Para além disso, as experiências pontuais que já hoje existem de concentração de áreas classificadas (Ex.: PNA e Reserva Natural do Estuário do Sado, áreas protegidas com a mesma direcção) têm dado bem conta da forma como os meios se tornam ainda mais insuficientes e de como se fragiliza a gestão de algumas dessas áreas pela dispersão de problemas diferentes e pela incapacidade de acompanhar da mesma forma as prioridades que requerem resposta.
Por isso, “Os Verdes” assumem uma forte discordância em relação à proposta do Governo de concentrar as áreas protegidas.
Outro ponto a salientar e que, em nosso entender, é um retrocesso significativo na transparência dos cargos dirigentes, é a nomeação dos Directores. Até aqui estes cargos eram ocupados por concurso público, processo com o qual concordamos.
Ora com esta reestruturação, os Directores das áreas protegidas passam novamente a ser nomeados pelo Governo por via do Ministério para garantir que sejam de total confiança politica do Governo, trocando-se a competência técnica pela confiança partidária, de modo a que não contestem a vergonhosa opção de desinvestimento real e significativo na Conservação da Natureza. O que o PS criticou no Governo PSD/PP, está agora a adoptar como Governo.

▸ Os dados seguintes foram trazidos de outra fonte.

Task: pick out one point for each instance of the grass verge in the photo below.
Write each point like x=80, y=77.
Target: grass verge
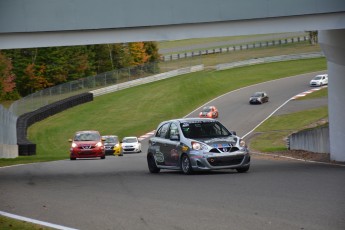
x=13, y=224
x=273, y=132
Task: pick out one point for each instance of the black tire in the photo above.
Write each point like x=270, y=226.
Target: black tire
x=243, y=169
x=186, y=166
x=151, y=163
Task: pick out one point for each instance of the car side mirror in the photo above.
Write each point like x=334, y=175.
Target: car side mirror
x=174, y=137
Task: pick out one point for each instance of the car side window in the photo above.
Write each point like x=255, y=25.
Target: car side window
x=162, y=131
x=173, y=131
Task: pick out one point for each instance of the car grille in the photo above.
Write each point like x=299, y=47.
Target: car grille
x=225, y=149
x=86, y=147
x=225, y=161
x=131, y=149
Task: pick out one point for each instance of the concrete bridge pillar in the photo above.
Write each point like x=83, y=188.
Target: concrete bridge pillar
x=333, y=45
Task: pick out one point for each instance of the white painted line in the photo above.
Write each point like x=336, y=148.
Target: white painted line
x=13, y=216
x=292, y=158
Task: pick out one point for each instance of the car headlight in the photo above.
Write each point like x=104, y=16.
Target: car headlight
x=242, y=143
x=198, y=146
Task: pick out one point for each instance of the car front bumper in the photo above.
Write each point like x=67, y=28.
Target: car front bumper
x=77, y=153
x=216, y=161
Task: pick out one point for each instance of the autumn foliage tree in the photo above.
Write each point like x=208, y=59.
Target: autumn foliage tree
x=7, y=80
x=39, y=68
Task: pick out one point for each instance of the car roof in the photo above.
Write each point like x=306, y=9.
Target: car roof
x=129, y=137
x=189, y=119
x=321, y=75
x=109, y=136
x=88, y=131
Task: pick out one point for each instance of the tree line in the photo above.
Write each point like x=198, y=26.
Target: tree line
x=25, y=71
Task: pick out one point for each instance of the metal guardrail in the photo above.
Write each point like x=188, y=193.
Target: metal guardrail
x=268, y=60
x=157, y=77
x=8, y=134
x=227, y=49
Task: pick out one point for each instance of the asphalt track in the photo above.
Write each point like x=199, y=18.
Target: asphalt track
x=120, y=193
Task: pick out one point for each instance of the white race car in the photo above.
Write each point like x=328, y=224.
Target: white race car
x=319, y=80
x=131, y=144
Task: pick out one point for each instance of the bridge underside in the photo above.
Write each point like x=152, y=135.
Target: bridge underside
x=173, y=32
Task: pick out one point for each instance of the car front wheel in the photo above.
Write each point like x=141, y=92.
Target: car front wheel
x=186, y=166
x=151, y=163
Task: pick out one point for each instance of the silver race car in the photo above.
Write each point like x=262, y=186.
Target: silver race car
x=196, y=144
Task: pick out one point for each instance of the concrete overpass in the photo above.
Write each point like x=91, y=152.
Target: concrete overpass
x=45, y=23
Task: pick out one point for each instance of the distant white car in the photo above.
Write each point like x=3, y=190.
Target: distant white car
x=319, y=80
x=131, y=144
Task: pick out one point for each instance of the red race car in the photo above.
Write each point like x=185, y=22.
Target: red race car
x=209, y=112
x=87, y=144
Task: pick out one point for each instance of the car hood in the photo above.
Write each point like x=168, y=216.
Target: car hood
x=215, y=142
x=110, y=143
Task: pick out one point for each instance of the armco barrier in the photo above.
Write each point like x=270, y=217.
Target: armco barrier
x=280, y=58
x=140, y=81
x=313, y=140
x=25, y=147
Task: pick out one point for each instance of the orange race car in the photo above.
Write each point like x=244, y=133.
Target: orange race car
x=209, y=112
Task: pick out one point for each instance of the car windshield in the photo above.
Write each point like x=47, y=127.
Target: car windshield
x=87, y=137
x=204, y=129
x=258, y=94
x=111, y=139
x=130, y=140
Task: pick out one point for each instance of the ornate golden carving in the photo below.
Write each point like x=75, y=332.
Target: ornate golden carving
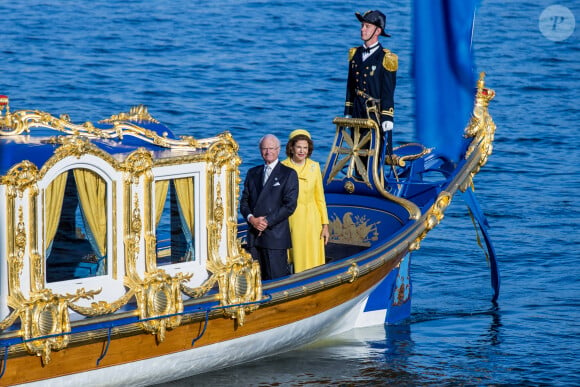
x=481, y=125
x=20, y=177
x=433, y=217
x=159, y=301
x=239, y=284
x=23, y=121
x=45, y=319
x=137, y=113
x=138, y=163
x=349, y=231
x=354, y=271
x=355, y=148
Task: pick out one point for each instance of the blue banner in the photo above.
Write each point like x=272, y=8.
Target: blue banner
x=444, y=73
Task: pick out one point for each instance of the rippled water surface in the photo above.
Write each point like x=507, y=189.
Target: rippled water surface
x=254, y=67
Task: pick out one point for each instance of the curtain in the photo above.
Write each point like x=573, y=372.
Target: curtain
x=184, y=190
x=52, y=209
x=92, y=191
x=161, y=187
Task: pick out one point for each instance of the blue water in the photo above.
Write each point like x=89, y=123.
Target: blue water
x=254, y=67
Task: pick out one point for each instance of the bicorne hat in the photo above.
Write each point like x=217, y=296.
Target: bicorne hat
x=376, y=18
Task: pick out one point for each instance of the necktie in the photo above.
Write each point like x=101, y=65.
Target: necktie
x=267, y=171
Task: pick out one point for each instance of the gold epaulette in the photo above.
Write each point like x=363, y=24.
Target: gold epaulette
x=390, y=61
x=351, y=53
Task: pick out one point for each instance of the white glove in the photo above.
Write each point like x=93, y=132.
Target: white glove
x=387, y=125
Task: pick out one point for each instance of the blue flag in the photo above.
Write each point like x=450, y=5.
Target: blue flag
x=444, y=72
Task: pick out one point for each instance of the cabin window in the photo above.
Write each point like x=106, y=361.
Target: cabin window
x=75, y=226
x=174, y=220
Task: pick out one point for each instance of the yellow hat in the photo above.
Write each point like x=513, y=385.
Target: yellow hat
x=297, y=132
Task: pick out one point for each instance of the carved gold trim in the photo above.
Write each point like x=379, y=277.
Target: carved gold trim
x=433, y=217
x=349, y=231
x=354, y=272
x=482, y=127
x=23, y=121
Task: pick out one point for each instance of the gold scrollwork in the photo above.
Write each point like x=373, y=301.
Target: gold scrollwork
x=45, y=320
x=239, y=285
x=159, y=301
x=358, y=231
x=20, y=177
x=433, y=217
x=354, y=272
x=138, y=162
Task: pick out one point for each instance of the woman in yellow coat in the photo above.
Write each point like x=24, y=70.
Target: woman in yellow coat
x=309, y=223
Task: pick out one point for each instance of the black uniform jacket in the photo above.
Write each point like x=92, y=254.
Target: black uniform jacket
x=377, y=77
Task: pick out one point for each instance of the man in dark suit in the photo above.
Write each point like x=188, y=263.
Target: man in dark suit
x=372, y=75
x=269, y=198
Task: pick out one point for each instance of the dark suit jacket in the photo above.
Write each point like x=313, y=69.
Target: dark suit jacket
x=276, y=200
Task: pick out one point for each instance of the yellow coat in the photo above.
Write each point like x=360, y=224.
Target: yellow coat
x=306, y=222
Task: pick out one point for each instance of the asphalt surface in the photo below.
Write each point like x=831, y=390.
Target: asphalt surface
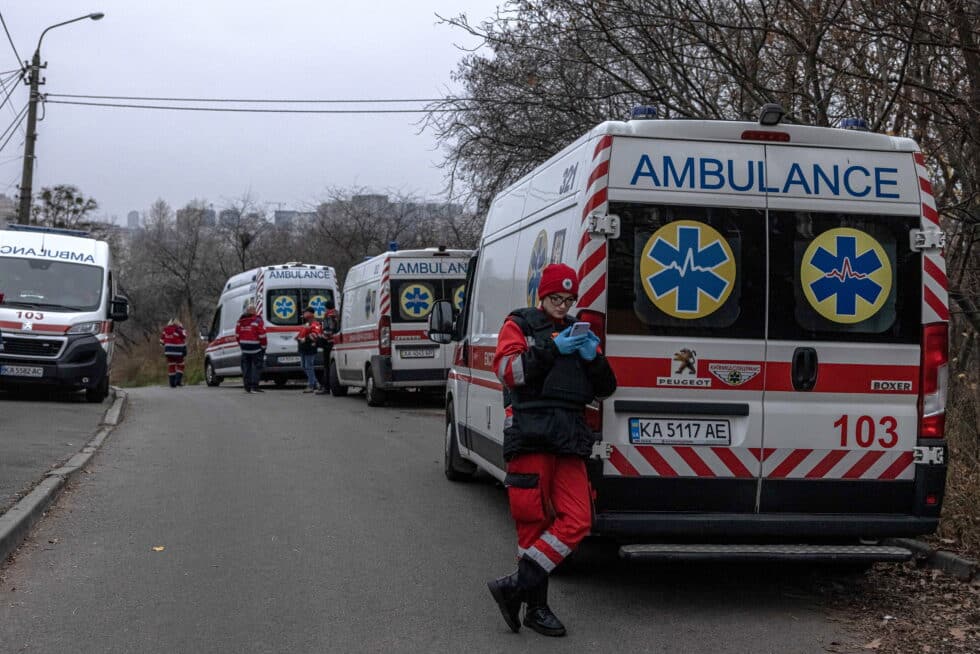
x=38, y=431
x=300, y=523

O que é, na nossa perspectiva, importante, é manter a isenção dos Directores das áreas protegidas, de modo a que a sua competência técnica e profissional esteja acima de interesses e pressões de quem estão dependentes para ser nomeados, quando definitivamente não estamos perante um cargo que para o seu correcto exercício exija confiança politica.
E já tivemos exemplos dessa tentativa de silenciar Directores de áreas protegidas, quando em 2005 o Director do Parque Natural da Serra da Estrela, parque flagelado pelos fogos florestais, foi impedido de prestar declarações públicas sobre os incêndios e a fragilização dos meios de prevenção e combate.
Ainda relativamente à participação dos municípios na gestão das áreas protegidas, voltamos a reafirmar que não concordamos com o facto das autarquias locais, que estão mais próximas das populações, deixarem de ter um papel participativo nas mesmas, o que, como aliás já dissemos, viola a Lei 159/99 de 14 de Setembro.
Sr. Presidente
Sr. Secretário de Estado
Sras. e Srs. Deputados
Para finalizar, “Os Verdes” deixam aqui um sublinhado: o conjunto de questões que foram colocadas devem suscitar uma profunda reflexão por parte do Ministério. É pois uma boa oportunidade para o Governo fazer o que por regra não é feito, que é ter uma política de ambiente verdadeiramente eficaz e activa e que o Instituto da Conservação da Natureza deve reforçar o seu quadro de pessoal nomeadamente na área de vigilantes assim como apostar num alargamento da Educação Ambiental, tendo como destinatários as próprias populações residentes, não só na perspectiva de contrariar práticas gravosas para o Ambiente, como também de valorizar e potenciar saberes e ensinamentos positivos resultantes das vivências locais.